Hace unos cuantos años vi un documental que me dio qué pensar. Se llama Un mundo tóxico, está disponible en la plataforma de RTVE y trata sobre la transición de las bombillas incandescentes a las fluorescentes, esas que apenas alumbran y almacenan en su interior una cantidad pequeña pero altamente contaminante de mercurio.
La conclusión que se extrae de la película es que aquel cambio de tecnología, apoyada por las organizaciones ecologistas e impuesta por ley (las bombillas de filamento fueron retiradas del mercado), no sólo no sirvió para reducir de forma relevante las emisiones de gases de efecto invernadero, sino que además provocó un grave problema medioambiental añadido.
Las lámparas de bajo consumo se comercializaron y fomentaron sin establecer responsabilidad alguna de las empresas fabricantes y la población en ningún momento fue advertida de que cuando una de aquellas bombillas se rompe, el residuo que genera en forma de polvo libera mercurio, un elemento dañino para la salud y el medio ambiente.
La mayoría de sistemas de iluminación funcionan hoy mediante tecnología de leds, pero los fluorescentes y las conocidas como bombillas de bajo consumo sobreviven en una gran cantidad de hogares y empresas con toda su carga tóxica almacenada. El resto, las que se fundieron, dejaron de funcionar o simplemente se quebraron fueron a parar a los contenedores de basura y de ahí a los vertederos.

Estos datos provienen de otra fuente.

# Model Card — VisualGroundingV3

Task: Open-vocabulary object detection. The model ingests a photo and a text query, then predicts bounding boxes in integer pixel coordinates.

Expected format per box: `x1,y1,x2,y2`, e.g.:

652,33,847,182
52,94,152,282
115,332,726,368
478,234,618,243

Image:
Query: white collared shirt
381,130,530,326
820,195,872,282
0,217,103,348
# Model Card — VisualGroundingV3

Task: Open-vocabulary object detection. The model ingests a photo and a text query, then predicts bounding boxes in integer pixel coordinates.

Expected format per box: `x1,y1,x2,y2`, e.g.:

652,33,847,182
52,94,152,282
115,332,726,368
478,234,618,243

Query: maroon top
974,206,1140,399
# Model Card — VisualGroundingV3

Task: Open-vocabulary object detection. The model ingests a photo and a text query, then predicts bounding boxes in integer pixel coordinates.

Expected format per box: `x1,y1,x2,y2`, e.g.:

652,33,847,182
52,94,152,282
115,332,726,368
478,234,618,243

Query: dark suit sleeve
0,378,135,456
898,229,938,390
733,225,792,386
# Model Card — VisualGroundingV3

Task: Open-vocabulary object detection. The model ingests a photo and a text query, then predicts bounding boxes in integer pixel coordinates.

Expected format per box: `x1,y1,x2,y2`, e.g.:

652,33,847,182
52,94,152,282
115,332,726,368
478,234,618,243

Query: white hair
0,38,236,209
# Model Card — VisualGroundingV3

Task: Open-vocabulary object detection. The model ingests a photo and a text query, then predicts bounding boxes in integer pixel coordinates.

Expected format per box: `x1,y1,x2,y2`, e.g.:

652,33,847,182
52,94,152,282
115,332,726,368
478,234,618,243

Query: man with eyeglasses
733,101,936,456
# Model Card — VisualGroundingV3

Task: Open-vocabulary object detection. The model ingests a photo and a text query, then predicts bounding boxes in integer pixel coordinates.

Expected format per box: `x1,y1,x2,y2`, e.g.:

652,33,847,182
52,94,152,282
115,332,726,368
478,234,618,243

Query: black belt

No puedo evitar pensar en el caso de las bombillas cuando observo la prisa que existe por tomar ciertas decisiones bajo el pretexto de mitigar los efectos del cambio climático. Me pregunto si muchas de estas acciones, avaladas por ecologistas e impulsadas por políticos sin mayores conocimientos en la materia, no terminarán siendo contraproducentes; si la electrificación no generará una demanda imposible de cubrir con fuentes energéticas renovables y nos limitaremos a desplazar la misma contaminación de un lugar a otro; y si todas las enormes baterías que se espera sustituyan a los motores de combustión no acabarán abandonadas en vertederos, empozoñando la tierra y los acuíferos, como el mercurio de las antiguas lámparas ecológicas.
Planteo todas estas dudas a los expertos que conozco y ninguno me sabe dar una respuesta. Ven imposible cumplir el objetivo de cero emisiones para la flota de barcos de recreo que pretende el Govern y, en general, coinciden en que el proceso de electrificación se está acelerando sin analizar sus consecuencias económicas, sociales y medioambientales. Prefieren no hablar en público, señal de que las opiniones disidentes, aunque bien fundamentadas, están muy penalizadas en determinadas materias.
Nadie pone en duda el cambio climático y la necesidad transformar el modelo energético. Sin ser un sector particularmente contaminante, la náutica de recreo no puede permanecer ajena a esta realidad. Faltaría más. Sin embargo, es necesario exigir que el proceso de conversión se lleve a cabo de una manera racional, dentro de unos plazos razonables y valorando las consecuencias asociadas a las nuevas tecnologías. Pretender que en siete años los puertos estén electrificados y todos los barcos funcionen con baterías es una ensoñación y un absurdo. No caigamos en la paradoja de las bombillas.